Scientists keep eye on 1st interstellar visitor, which some say could be an alien spacecraft

This artist's impression depicts what 'Oumuamua, the first known interstellar asteroid, might look like. This object seems to be dark red and highly elongated, about 400 meters long, and is unlike anything normally found in the solar system, astronomers say. (ESO/M. Kornmesser)

CAPE CANAVERAL, FL (WCMH/AP) — A strangely-shaped asteroid caught the attention of astronomers as it zoomed past a collection of telescopes in Hawaii last month.

The oblong shape was dubbed ‘Oumuamua, which means “scout” or “messenger” in Hawaii, Slate reports. 

Oumuamua is the first known interstellar object to pass through our solar system. It is different than other asteroids for several reasons. Oumuamua has an unusual shape and a hyperbolic trajectory, unlike the elliptical orbit that objects born in our solar system usually follow. It also came into our solar system at a blistering pace.
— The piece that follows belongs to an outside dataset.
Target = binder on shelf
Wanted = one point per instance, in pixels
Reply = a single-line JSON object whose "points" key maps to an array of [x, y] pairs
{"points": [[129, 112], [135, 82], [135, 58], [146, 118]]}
“I’m surprised by the elongated shape — nobody expected that,” said astronomer David Jewitt of the University of California, Los Angeles, who led the observation team that reported on the characteristics.

This undated photo made available by the University of Hawaii shows the Pan-STARRS1 Observatory on Haleakala, Maui, Hawaii at sunset. In October 2017, the telescope discovered an object from another star system that’s passing through ours. It was given the name “Oumuamua,” which in Hawaiian means a messenger from afar arriving first. (Rob Ratkowski/University of Hawaii via AP)

It came from the direction of the constellation Lyra, which is 25 light-years away. Some scientists with Breakthrough Initiatives are scanning the object in search of any transmission signals in case this strange visitor was sent by an outlying alien civilization.

Scientists are certain this asteroid or comet originated outside our solar system. First spotted last month by the Pan-STARRS telescope in Hawaii, it will stick around for another few years before departing our sun’s neighborhood.

Jewitt and his international team observed the object for five nights in late October using the Nordic Optical Telescope in the Canary Islands and the Kitt Peak National Observatory near Tucson, Arizona.

At approximately 100 feet by 100 feet by 600 feet (30 meters by 30 meters by 180 meters), the object has proportions roughly similar to a fire extinguisher — though not nearly as red, Jewitt said in November. Others say it resembles a cigar. The slightly red hue — specifically pale pink — and varying brightness are remarkably similar to asteroids in our own solar system, he noted.

The object is so faint and so fast — it’s zooming through the solar system at 40,000 mph (64,000 kph) — it’s unlikely amateur astronomers will see it.

In a paper to the Astrophysical Journal Letters, the scientists report that our solar system could be packed with 10,000 such interstellar travelers at any given time. It takes 10 years to cross our solar system, providing plenty of future viewing opportunities, the scientists said.

Trillions of objects from other star systems could have passed our way over the eons, according to Jewitt.

It suggests our solar system ejected its own share of asteroids and comets as the large outer planets — Jupiter, Saturn, Uranus, Neptune — formed.

Why did it take so long to nail the first interstellar wanderer?

“Space is big and our eyes are weak,” Jewitt explained via email.

Anticipating more such discoveries, the International Astronomical Union already has approved a new designation for cosmic interlopers. They get an “I” for interstellar in their string of letters and numbers.